A parametric 2-qubit \(Z \otimes Z\) interaction (rotation about ZZ).

This gate is symmetric, and is maximally entangling at \(\theta = \pi/2\).

Can be applied to a QuantumCircuit with the rzz() method.

Circuit Symbol:

q_0: ───■────
        │zz(θ)
q_1: ───■────

Matrix Representation:

\[ \begin{align}\begin{aligned}\newcommand{\th}{\frac{\theta}{2}}\\\begin{split}R_{ZZ}(\theta) = \exp\left(-i \th Z{\otimes}Z\right) = \begin{pmatrix} e^{-i \th} & 0 & 0 & 0 \\ 0 & e^{i \th} & 0 & 0 \\ 0 & 0 & e^{i \th} & 0 \\ 0 & 0 & 0 & e^{-i \th} \end{pmatrix}\end{split}\end{aligned}\end{align} \]

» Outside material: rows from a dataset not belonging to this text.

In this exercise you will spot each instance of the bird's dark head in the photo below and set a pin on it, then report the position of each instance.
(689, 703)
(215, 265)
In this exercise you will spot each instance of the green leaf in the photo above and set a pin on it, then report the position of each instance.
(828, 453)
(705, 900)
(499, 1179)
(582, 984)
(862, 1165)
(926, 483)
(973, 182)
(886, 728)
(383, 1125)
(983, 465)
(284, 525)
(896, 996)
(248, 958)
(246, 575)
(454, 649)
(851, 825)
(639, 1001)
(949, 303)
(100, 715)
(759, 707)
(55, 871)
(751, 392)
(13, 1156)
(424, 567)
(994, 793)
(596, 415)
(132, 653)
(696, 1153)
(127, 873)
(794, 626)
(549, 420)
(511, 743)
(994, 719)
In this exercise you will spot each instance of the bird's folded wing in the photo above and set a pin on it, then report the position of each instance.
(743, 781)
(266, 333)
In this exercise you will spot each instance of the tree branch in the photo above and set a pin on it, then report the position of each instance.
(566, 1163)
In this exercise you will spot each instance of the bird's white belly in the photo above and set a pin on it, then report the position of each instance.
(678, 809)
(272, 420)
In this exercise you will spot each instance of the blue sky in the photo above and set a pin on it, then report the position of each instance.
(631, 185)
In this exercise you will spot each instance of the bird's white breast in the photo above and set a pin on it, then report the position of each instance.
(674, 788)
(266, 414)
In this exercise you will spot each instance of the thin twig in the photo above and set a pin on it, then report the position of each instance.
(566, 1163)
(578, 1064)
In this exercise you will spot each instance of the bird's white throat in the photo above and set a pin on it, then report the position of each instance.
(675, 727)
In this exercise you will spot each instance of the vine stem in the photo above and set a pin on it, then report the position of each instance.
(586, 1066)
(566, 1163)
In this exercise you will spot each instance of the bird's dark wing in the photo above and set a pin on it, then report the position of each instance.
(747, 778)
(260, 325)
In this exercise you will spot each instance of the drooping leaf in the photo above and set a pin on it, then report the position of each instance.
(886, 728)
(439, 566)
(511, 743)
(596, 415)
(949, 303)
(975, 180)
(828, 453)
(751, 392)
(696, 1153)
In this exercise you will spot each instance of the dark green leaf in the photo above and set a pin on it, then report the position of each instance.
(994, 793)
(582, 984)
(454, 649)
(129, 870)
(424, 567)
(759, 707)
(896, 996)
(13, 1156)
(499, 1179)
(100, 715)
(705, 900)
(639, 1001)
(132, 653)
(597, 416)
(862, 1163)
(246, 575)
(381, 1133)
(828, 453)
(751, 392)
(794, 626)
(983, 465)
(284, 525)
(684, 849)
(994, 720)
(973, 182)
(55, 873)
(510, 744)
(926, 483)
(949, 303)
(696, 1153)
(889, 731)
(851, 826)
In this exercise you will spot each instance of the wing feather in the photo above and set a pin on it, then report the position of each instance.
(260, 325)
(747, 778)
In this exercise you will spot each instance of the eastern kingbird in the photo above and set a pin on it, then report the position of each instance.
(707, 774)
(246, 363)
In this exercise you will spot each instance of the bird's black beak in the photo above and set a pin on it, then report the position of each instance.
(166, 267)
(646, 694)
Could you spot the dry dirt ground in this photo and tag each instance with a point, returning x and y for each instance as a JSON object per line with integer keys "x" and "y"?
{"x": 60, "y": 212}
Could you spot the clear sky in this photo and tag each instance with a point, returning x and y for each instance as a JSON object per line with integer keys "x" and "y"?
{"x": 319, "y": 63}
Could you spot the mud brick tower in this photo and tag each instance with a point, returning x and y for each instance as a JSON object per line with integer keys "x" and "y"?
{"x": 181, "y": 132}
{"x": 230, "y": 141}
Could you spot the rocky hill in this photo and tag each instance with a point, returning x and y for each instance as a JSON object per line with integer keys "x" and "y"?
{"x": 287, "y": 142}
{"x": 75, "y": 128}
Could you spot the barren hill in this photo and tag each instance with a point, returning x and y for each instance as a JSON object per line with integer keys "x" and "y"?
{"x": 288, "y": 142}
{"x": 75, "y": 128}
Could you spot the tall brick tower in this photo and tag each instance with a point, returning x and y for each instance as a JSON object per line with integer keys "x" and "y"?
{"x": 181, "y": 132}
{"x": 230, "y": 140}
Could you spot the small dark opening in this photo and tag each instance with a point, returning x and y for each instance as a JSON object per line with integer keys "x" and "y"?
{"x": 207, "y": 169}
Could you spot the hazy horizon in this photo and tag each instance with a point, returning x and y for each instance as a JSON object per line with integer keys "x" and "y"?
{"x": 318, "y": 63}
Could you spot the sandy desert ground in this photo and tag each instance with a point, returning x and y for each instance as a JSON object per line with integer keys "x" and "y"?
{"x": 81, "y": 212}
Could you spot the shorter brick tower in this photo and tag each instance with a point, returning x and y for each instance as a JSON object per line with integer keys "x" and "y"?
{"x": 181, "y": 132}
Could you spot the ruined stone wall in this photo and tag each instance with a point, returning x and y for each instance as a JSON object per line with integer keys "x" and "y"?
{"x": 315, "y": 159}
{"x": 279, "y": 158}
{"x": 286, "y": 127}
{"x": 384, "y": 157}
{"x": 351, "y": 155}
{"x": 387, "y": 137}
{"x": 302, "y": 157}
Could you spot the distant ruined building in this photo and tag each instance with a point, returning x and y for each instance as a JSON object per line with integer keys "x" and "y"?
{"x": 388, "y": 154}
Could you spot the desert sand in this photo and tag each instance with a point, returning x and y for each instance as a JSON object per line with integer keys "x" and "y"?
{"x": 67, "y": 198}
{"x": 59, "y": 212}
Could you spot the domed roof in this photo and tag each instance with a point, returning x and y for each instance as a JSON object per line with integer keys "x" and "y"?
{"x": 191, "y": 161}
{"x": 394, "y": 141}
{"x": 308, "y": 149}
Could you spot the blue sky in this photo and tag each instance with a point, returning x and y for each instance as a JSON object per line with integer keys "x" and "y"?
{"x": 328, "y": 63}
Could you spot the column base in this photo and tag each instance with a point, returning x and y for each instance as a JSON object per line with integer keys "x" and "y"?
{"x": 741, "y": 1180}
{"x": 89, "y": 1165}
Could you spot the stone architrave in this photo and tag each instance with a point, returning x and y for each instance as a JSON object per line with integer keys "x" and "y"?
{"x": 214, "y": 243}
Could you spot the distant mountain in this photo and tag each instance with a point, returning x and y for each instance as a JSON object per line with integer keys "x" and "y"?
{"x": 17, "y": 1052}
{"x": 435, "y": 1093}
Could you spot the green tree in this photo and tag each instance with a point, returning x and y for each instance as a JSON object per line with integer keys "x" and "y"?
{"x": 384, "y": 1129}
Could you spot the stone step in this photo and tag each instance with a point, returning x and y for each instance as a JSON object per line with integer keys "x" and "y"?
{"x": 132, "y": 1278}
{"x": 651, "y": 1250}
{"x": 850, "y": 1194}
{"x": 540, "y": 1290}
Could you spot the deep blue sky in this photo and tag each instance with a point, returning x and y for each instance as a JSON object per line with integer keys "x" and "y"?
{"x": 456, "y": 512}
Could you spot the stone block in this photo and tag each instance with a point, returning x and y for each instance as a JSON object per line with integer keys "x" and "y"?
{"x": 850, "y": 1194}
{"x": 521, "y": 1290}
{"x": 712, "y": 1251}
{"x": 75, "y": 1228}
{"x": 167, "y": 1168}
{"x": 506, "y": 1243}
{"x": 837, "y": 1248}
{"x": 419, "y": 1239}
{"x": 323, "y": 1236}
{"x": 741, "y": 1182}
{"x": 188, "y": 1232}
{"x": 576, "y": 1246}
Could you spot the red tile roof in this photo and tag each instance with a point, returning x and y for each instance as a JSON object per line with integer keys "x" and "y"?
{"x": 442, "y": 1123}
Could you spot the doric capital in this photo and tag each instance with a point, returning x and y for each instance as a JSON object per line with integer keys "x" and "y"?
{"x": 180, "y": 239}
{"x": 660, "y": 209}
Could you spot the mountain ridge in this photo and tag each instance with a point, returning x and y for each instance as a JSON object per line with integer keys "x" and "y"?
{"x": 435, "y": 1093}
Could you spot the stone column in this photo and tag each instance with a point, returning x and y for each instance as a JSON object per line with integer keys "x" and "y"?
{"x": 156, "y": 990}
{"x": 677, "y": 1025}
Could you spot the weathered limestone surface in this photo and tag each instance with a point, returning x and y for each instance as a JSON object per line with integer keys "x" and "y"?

This is a direct sum of RZ rotations, so this gate is equivalent to a uniformly controlled (multiplexed) RZ gate:

\[\begin{split}R_{ZZ}(\theta) = \begin{pmatrix} RZ(\theta) & 0 \\ 0 & RZ(-\theta) \end{pmatrix}\end{split}\]

Examples:

\[R_{ZZ}(\theta = 0) = I\]

\[R_{ZZ}(\theta = 2\pi) = -I\]

\[R_{ZZ}(\theta = \pi) = - Z \otimes Z\]

\[\begin{split}R_{ZZ}\left(\theta = \frac{\pi}{2}\right) = \frac{1}{\sqrt{2}} \begin{pmatrix} 1-i & 0 & 0 & 0 \\ 0 & 1+i & 0 & 0 \\ 0 & 0 & 1+i & 0 \\ 0 & 0 & 0 & 1-i \end{pmatrix}\end{split}\]

Create new RZZ gate.

Methods Defined Here

`inverse`	Return inverse RZZ gate (i.e.
`power`	Raise gate to a power.

Attributes

condition_bits¶: Get Clbits in condition.

decompositions¶: Get the decompositions of the instruction from the SessionEquivalenceLibrary.

definition¶: Return definition in terms of other basic gates.

duration¶: Get the duration.

label¶: Return instruction label

name¶: Return the name.

num_clbits¶: Return the number of clbits.

num_qubits¶: Return the number of qubits.

params¶: return instruction params.

unit¶: Get the time unit of duration.